So, you see, I will be following close on your heels. ”

“You have done well, Count Althann.”

Adolph’s eyes widened.

Count Althann… He knew that name. Sophia had insisted he learn all the names of the aristocratic families in Vienna, and some of their history. But which Althann?

The two men fell silent as the serving maid brought their beers, and waited until she had moved well away before continuing their hushed discussion.

The Turk laughed at some whispered remark, then Adolph heard the unmistakable chink of money, muffled by a cloth bag.

He surmised shrewdly that gold was changing hands, the opiate of any spy.

“We had agreed on twice this amount, if I recall, my friend,” Althann muttered, his blue eyes searing into his companion’s dark gaze.

“Ah, how stupid of me,” the Turk replied, his voice echoed by another thud upon the table. “You have a good memory, Frederick.”

“That is why I am so well paid, Hasan.”

Adolph shook his head in disbelief. So Count Frederick Althann, one of the most favored young aristocrats at the Viennese court, and a godson of the Emperor, was a spy for Achmet III, Sultan of the Ottoman Empire!

Yet it made sense. He was the fourth son in his family, heir to little but the title of count. What quicker way to earn his fortune than as a spy?

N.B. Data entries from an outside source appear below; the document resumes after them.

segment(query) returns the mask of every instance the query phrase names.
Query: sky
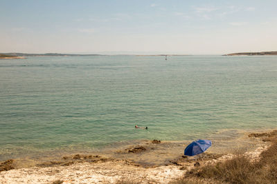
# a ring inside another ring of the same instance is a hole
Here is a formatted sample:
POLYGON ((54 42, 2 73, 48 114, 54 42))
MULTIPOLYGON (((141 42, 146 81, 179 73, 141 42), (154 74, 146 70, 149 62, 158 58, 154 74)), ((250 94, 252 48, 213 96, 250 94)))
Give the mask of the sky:
POLYGON ((0 0, 0 52, 277 50, 276 0, 0 0))

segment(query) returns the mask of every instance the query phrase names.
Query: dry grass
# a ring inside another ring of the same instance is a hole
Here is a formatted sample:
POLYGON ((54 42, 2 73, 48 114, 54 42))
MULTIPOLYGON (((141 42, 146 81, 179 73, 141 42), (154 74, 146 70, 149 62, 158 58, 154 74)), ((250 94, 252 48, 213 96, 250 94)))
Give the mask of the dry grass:
POLYGON ((276 137, 268 135, 267 140, 271 145, 261 154, 258 162, 251 162, 238 154, 231 160, 195 168, 172 183, 210 183, 211 181, 213 183, 277 183, 276 137))

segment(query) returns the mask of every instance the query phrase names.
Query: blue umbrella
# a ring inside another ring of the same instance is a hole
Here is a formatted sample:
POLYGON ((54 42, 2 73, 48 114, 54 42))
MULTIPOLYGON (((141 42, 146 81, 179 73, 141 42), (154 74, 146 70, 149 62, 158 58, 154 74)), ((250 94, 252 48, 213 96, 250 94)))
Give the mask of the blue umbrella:
POLYGON ((205 152, 210 146, 212 142, 209 140, 198 139, 189 144, 185 149, 184 154, 187 156, 194 156, 205 152))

Adolph’s face split into a sarcastic grin, though he hid it well with his sleeve, pretending to wipe his nose.

“Let us leave this place,” Hasan murmured, his cunning eyes sweeping the darkened room, lit only by shallow oil lamps and the cooking fire roaring beneath a greasy hearth.

He could barely mask his disgust. “Surely you know of another more comfortable establishment, where one might sample the delicacy of a refined Viennese courtesan?”

Frederick nodded. “I know of such a house,” he murmured with a wry smile. “But I must warn you, Hasan. The women there could steal a man’s soul. They are well versed in all manner of carnal…amusement.”

“All the better! Let us be on our way, my friend,” Hasan replied eagerly. “I have only one night to taste the pleasures of this city.”

Adolph watched as the two men rose from their chairs. They passed by him so closely that the Turk’s cloak swept against his table. Grateful that he had changed from his rich clothes into more drab attire, he feigned idiocy by staring with glazed eyes straight ahead and drooling into his beer.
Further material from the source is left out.